Reputation: 2498
When we run a Mongo find() query without any sort order specified, what does the database internally use to sort the results?
According to the documentation on the mongo website:
When executing a find() with no parameters, the database returns objects in forward natural order.
For standard tables, natural order is not particularly useful because, although the order is often close to insertion order, it is not guaranteed to be. However, for Capped Collections, natural order is guaranteed to be the insertion order. This can be very useful.
However for standard collections (non capped collections), what field is used to sort the results? Is it the _id field or something else?
Edit:
Basically, I guess what I am trying to get at is that if I execute the following search query:
db.collection.find({"x":y}).skip(10000).limit(1000);
At two different points in time: t1 and t2, will I get different result sets:
I have run some tests on a temp database and the results I have gotten are the same (Yes) for all the 3 cases - but I wanted to be sure and I am certain that my test cases weren't very thorough.
Upvotes: 164
Views: 62164
Reputation: 65313
The default internal sort order (or natural order) is an undefined implementation detail. Maintaining order is extra overhead for storage engines and MongoDB's API does not mandate predictability outside of an explicit sort()
or the special cases of clustered collections and fixed-sized capped collections.
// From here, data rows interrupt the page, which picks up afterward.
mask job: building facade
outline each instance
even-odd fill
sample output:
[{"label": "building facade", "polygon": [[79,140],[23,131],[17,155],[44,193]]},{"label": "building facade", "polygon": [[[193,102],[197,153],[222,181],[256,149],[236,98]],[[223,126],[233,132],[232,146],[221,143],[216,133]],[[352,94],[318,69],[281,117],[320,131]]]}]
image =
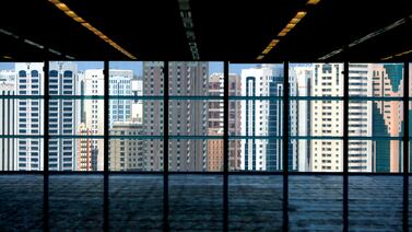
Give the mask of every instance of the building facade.
[{"label": "building facade", "polygon": [[[49,95],[71,96],[79,93],[76,89],[78,67],[73,62],[49,63]],[[79,118],[75,101],[57,98],[49,101],[49,135],[72,136],[76,131]],[[50,138],[49,170],[73,171],[75,166],[75,140],[71,138]]]},{"label": "building facade", "polygon": [[127,138],[139,136],[143,126],[134,121],[116,121],[110,128],[110,135],[125,136],[125,138],[110,139],[109,141],[109,170],[110,171],[143,171],[143,140]]},{"label": "building facade", "polygon": [[[84,71],[84,95],[104,95],[103,69],[87,69]],[[84,100],[85,126],[91,129],[92,135],[104,135],[104,101],[92,98]],[[92,149],[97,155],[97,171],[104,167],[104,141],[92,139]]]},{"label": "building facade", "polygon": [[[43,62],[16,62],[16,94],[43,95]],[[17,100],[17,126],[20,136],[38,136],[38,138],[19,138],[16,144],[17,170],[42,171],[44,140],[44,102],[42,100]]]},{"label": "building facade", "polygon": [[[0,71],[0,95],[15,95],[15,72],[14,70]],[[16,134],[16,100],[0,100],[0,135],[13,136]],[[0,171],[15,171],[17,159],[15,155],[15,139],[0,139]]]}]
For typical workloads it is desirable for the storage engine to try to reuse available preallocated space and make decisions about how to most efficiently store data on disk and in memory. Without any query criteria, results will be returned by the storage engine in natural order (aka in the order they are found). Result order may coincide with insertion order but this behaviour is not guaranteed and cannot be relied on (aside from clustered or capped collections).
Some examples that may affect storage (natural) order:
WiredTiger uses a different representation of documents on disk versus the in-memory cache, so natural ordering may change based on internal data structures.
The original MMAPv1 storage engine (removed in MongoDB 4.2) allocates record space for documents based on padding rules. If a document outgrows the currently allocated record space, the document location (and natural ordering) will be affected. New documents can also be inserted in storage marked available for reuse due to deleted or moved documents.
Replication uses an idempotent oplog format to apply write operations consistently across replica set members. Each replica set member maintains local data files that can vary in natural order, but will have the same data outcome when oplog updates are applied.
If an index is used, documents will be returned in the order they are found (which does necessarily match insertion order or I/O order). If more than one index is used then the order depends internally on which index first identified the document during the de-duplication process.
If you want a predictable sort order you must include an explicit sort()
with your query and have unique values for your sort key.
The implementation exception noted for natural order in capped collections is enforced by their special usage restrictions: documents are stored in insertion order but existing document size cannot be increased and documents cannot be explicitly deleted. Ordering is part of the capped collection design that ensures the oldest documents "age out" first.
Starting in MongoDB 5.3, it is possible to create a clustered collection where documents are ordered by _id
index key values. The clusteredIndex
must be declared when the collection is created. Clustered collections have some usage limitations but can improve performance for queries like range scans and equality comparisons on the clustered index key.
Upvotes: 172
Reputation: 26012
It is returned in the stored order (order in the file), but it is not guaranteed to be that they are in the inserted order. They are not sorted by the _id field. Sometimes it can be look like it is sorted by the insertion order but it can change in another request. It is not reliable.
Upvotes: 17